Las tensiones entre el Gobierno y el banco central están aumentando por la cuestión del nuevo salario mínimo. Estos ataques se vienen sucediendo a lo largo del año y en la última reunión de 2025, el Ministro de Hacienda, Germán Ávila (quien forma parte de la Junta que decide la política monetaria), rechazó la propuesta del gerente del Emisor, Leonardo Villar, de seguir la tasa que lleva desde abril. En la rueda de prensa, donde Ávila también anunció repentinamente que se declararía en quiebra, Villar se mostró incómodo. Pero el Banco mantiene su independencia en un momento en que los mercados globales buscan señales de confianza en medio de la crisis financiera.
El centro de análisis económico ANIF admite y advierte que el aumento real de la tasa de desempleo provocará problemas en ámbitos como la educación, la salud, el transporte o el cuidado personal, sectores laborales. Los acontecimientos recientes lo confirman: desde 2015, el salario mínimo siempre ha aumentado por encima de la inflación y la productividad, y esta diferencia significa precios más altos y expectativas inestables. Los efectos no son inmediatos, sino que se acumulan y, eventualmente, destruyen el poder adquisitivo que pretende proteger.
A esta ecuación se suma la crisis financiera. Bancolombia prevé un déficit del Gobierno General del Mundo del 6,5% del PIB en 2026 y una deuda pública del 63,4%. El aumento del salario mínimo aumenta la presión sobre los salarios públicos y los pagos de intereses, en un año caracterizado por retrasos presupuestarios y ajuste monetario. La ANDI estima que este aumento significará 400.000 millones de ingresos adicionales para el gobierno. El gobierno no sólo se enfrenta a un aumento de los costos laborales, sino que debe financiarlo con el mercado, ya que las tasas de los TES siguen siendo altas, lo que encarece las emisiones y prolonga el debilitamiento de las cuentas financieras. Todo sucede cuando el sistema de gestión crediticia de Javier Cuéllar, director de Crédito Público, intenta prevenir daños, pero es un límite que disminuye con cada idea que aumenta la cantidad de dinero gastado.

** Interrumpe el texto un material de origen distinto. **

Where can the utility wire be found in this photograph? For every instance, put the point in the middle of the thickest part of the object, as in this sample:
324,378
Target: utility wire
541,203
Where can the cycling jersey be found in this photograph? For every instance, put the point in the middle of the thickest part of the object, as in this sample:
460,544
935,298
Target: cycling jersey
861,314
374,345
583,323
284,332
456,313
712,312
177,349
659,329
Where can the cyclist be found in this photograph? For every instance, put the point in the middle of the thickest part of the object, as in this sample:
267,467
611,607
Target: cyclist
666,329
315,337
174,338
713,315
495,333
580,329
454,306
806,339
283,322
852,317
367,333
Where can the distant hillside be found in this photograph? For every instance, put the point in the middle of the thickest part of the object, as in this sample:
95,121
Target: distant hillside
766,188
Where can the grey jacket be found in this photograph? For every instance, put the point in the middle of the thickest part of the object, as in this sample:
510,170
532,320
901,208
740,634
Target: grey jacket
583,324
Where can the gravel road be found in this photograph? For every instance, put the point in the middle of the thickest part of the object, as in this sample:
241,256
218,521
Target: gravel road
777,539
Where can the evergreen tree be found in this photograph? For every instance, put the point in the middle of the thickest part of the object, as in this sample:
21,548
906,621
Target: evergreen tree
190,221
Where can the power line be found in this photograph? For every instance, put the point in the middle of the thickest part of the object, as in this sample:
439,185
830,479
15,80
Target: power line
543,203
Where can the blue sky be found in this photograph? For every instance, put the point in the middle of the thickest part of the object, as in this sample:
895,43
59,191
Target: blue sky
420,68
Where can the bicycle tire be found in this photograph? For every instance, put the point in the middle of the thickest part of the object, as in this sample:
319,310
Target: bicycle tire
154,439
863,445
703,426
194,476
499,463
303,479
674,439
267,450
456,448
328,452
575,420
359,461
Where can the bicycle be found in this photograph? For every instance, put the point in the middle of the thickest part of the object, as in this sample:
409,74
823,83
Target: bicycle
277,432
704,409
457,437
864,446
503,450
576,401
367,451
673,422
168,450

El mercado laboral, con el desempleo en mínimos históricos, también está libre de riesgos. Bancolombia pronostica que los desempleados seguirán siendo una cifra única, alrededor del 9%, pero afortunadamente eso se acerca al 55% del mercado laboral. ANIF advierte que la paulatina reducción de la jornada laboral –tras la aprobación este año de la reforma laboral– ya está encareciendo la hora de trabajo; y que aumentar la productividad de menos aumenta la barrera de entrada al sistema, lo que lleva a las empresas a desperdiciar productos. Sectores como el comercio minorista, el alojamiento y la alimentación, intensivos en mano de obra y dependientes de la demanda, son los más afectados por estos shocks de precios.

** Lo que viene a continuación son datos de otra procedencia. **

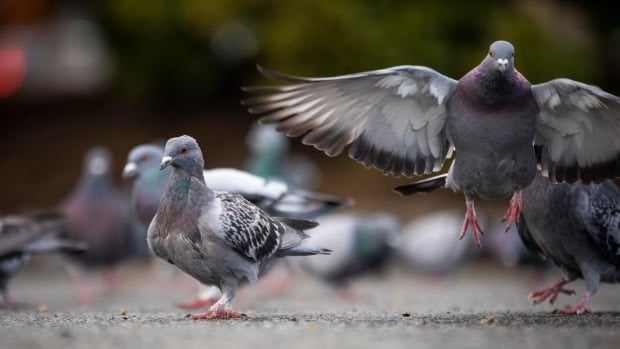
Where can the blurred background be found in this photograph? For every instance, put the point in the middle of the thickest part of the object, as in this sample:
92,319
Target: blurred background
74,74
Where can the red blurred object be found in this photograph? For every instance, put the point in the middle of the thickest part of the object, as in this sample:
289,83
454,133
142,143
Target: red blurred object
12,69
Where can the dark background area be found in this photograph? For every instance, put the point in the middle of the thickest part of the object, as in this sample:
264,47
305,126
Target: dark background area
74,74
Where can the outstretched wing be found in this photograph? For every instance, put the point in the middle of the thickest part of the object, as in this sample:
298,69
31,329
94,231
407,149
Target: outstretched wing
577,131
247,228
394,118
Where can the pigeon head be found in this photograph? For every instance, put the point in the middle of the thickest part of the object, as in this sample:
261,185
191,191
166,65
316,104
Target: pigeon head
97,162
501,56
142,158
183,152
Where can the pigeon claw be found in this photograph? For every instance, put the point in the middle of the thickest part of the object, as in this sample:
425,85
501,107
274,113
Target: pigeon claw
217,312
471,221
197,303
514,211
550,293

La ley es celebrada entre los trabajadores, pero el mercado y el Banco de la República la leerán con atención. Los salarios más bajos de hoy pueden conducir a los salarios más altos del mañana. La pregunta es si el país podrá mantener el equilibrio entre la estabilidad de la economía y la estabilidad de la economía, en una situación en la que el aumento del aumento es difícil para la política monetaria, la disciplina monetaria y la integridad financiera del país cafetalero.